The Sneads hired Guba after interviewing the sitter at her home at 6145 Bardu Ave. Some parents who testified at the trial said the house, sometimes filled with six to eight children, seemed unusually quiet.

On July 28, about eight months later, Jane Snead received several phone calls at work from Guba. First, the baby sitter told her that Ashley had swallowed a Tylenol. Snead asked her to call the doctor, and Guba rang back to tell her the doctor said the baby would be fine. Several hours later, Snead received another call.

"Ashley's dying! Ashley's dying!" Snead testifed Guba shouted into the phone. "I said, 'Martha, call 911!' She said, 'They're here! They're here!'"

Ashley had stopped breathing, and rescue workers could not revive her. Initially, a medical examiner believed sudden infant death syndrome had killed Ashley, but a toxicologist studying samples of her blood and tissue discovered imipramine poisoning.

Imipramine is used to treat depression in adults and bed-wetting in children over age 6. The Sneads had no idea where the drug had come from, Jane Snead testified.

Fairfax County police began investigating. Guba told homicide investigator Gary Healy in a statement that she had no prescriptions for the drug, Healy testified, but that she had discovered one of her husband's imipramine tablets under her microwave oven about a week before Ashley died. Guba later told Healy she found the pill just before the child's death, Healy said.
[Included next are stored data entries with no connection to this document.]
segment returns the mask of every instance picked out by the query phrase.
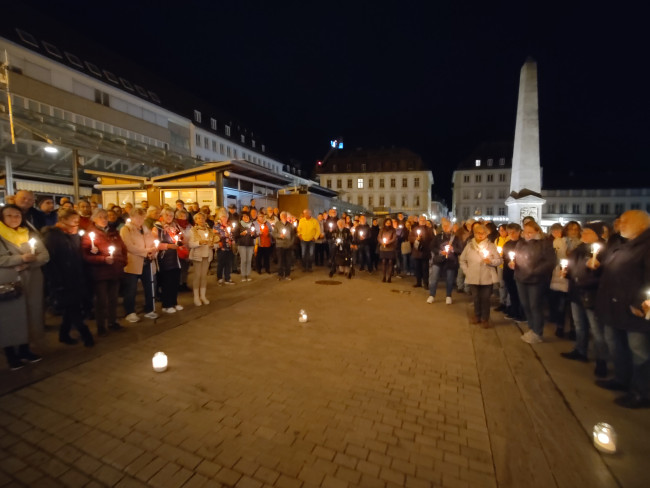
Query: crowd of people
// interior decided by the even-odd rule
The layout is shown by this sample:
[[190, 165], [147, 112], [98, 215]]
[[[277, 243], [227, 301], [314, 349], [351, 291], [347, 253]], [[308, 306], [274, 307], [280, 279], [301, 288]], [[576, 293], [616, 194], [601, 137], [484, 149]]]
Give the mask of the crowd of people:
[[[383, 283], [412, 276], [429, 304], [442, 279], [447, 305], [454, 292], [471, 294], [470, 321], [489, 328], [498, 300], [496, 311], [527, 322], [521, 338], [529, 344], [543, 341], [547, 311], [555, 334], [574, 341], [563, 357], [588, 361], [591, 340], [597, 384], [625, 391], [620, 405], [650, 406], [650, 217], [639, 210], [624, 213], [611, 229], [569, 222], [553, 225], [547, 235], [530, 217], [521, 226], [497, 227], [480, 220], [437, 225], [401, 213], [368, 222], [334, 208], [295, 216], [258, 210], [254, 200], [215, 213], [181, 200], [175, 207], [144, 201], [101, 208], [62, 199], [57, 209], [51, 198], [35, 206], [29, 191], [6, 201], [0, 211], [0, 344], [12, 370], [41, 359], [30, 344], [42, 340], [44, 305], [61, 316], [60, 342], [91, 347], [97, 336], [122, 330], [122, 318], [157, 318], [157, 301], [163, 313], [182, 311], [179, 292], [191, 291], [198, 307], [210, 303], [210, 286], [234, 285], [234, 274], [249, 282], [254, 272], [273, 271], [287, 281], [297, 267], [304, 273], [320, 267], [347, 279], [377, 272]], [[214, 282], [208, 279], [213, 263]], [[94, 334], [88, 320], [95, 321]], [[610, 359], [613, 378], [605, 379]]]

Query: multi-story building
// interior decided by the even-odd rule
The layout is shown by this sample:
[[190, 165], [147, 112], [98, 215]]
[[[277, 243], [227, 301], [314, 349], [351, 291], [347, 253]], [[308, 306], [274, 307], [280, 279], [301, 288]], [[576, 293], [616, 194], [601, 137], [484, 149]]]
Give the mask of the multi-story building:
[[321, 186], [372, 214], [430, 214], [433, 174], [408, 149], [341, 150], [316, 171]]
[[[270, 155], [259, 137], [228, 116], [217, 116], [182, 93], [151, 86], [137, 70], [124, 73], [115, 60], [97, 62], [88, 45], [55, 44], [7, 26], [2, 35], [4, 192], [83, 196], [95, 186], [103, 191], [104, 203], [181, 198], [215, 206], [251, 198], [272, 204], [280, 188], [315, 184]], [[212, 187], [203, 190], [189, 181], [177, 187], [168, 182], [164, 188], [152, 183], [152, 178], [180, 176], [204, 162], [222, 161], [232, 164], [221, 169], [229, 174], [218, 189], [215, 182], [203, 182]], [[97, 185], [101, 178], [111, 188]]]
[[[504, 202], [510, 193], [511, 157], [511, 144], [482, 144], [458, 165], [452, 178], [455, 218], [508, 221]], [[626, 210], [650, 212], [650, 188], [542, 188], [542, 198], [545, 227], [570, 220], [612, 222]]]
During a preliminary hearing, the case was dismissed by a lower court judge for lack of evidence, but the prosecutor sent the case directly to a grand jury and Guba was indicted.

Prosecutor Raymond Brownelle maintained in his summation to the jury that Guba had been administering the drug regularly to Ashley to sedate her, to keep Ashley "out of her hair." State toxicologist Anh N. Huynh said that the child could have been ingesting the drug "maybe longer than two to three days."

Guba's attorney Morris argued that Ashley's death was an accident, the result of the child swallowing the drug she found in her baby sitter's trash can. He painted a portrait of a "loving, concerned baby sitter."

An Annandale doctor testified that in the last two years he had repeatedly given Guba prescriptions for imipramine, once to help her cope with having watched a neighbor fatally shoot himself and another for her depression after the death of her husband. Brownelle pointed out to the jury that her husband, who testified, was alive, and so was the neighbor.

Parents of other children under Guba's care testified that they were told that Ashley, who was rarely active, suffered from Down's Syndrome. The baby did not have Down's, said the prosecutor.

In his closing arguments Brownelle told the jury that Guba "willfully and knowingly" neglected Ashley, argued that Guba intentionally gave the drug to the child and made a decision not to seek help.

As the jury's verdict was read yesterday, one of Guba's two daughters, Gail Ahl Stephen, cried out and slumped onto her husband's shoulder. Guba sat quietly between two defense attorneys and showed no outward reactions.

Afterward, outside the courtroom, Jane Snead, whose testimony during the trial reduced some of the jurors to tears, said she and her husband plan to channel their anger into the day care issue in some way. Said Snead: "Maybe we can help other parents, and maybe this won't happen again."

Staff writer Lynda Richardson contributed to this report.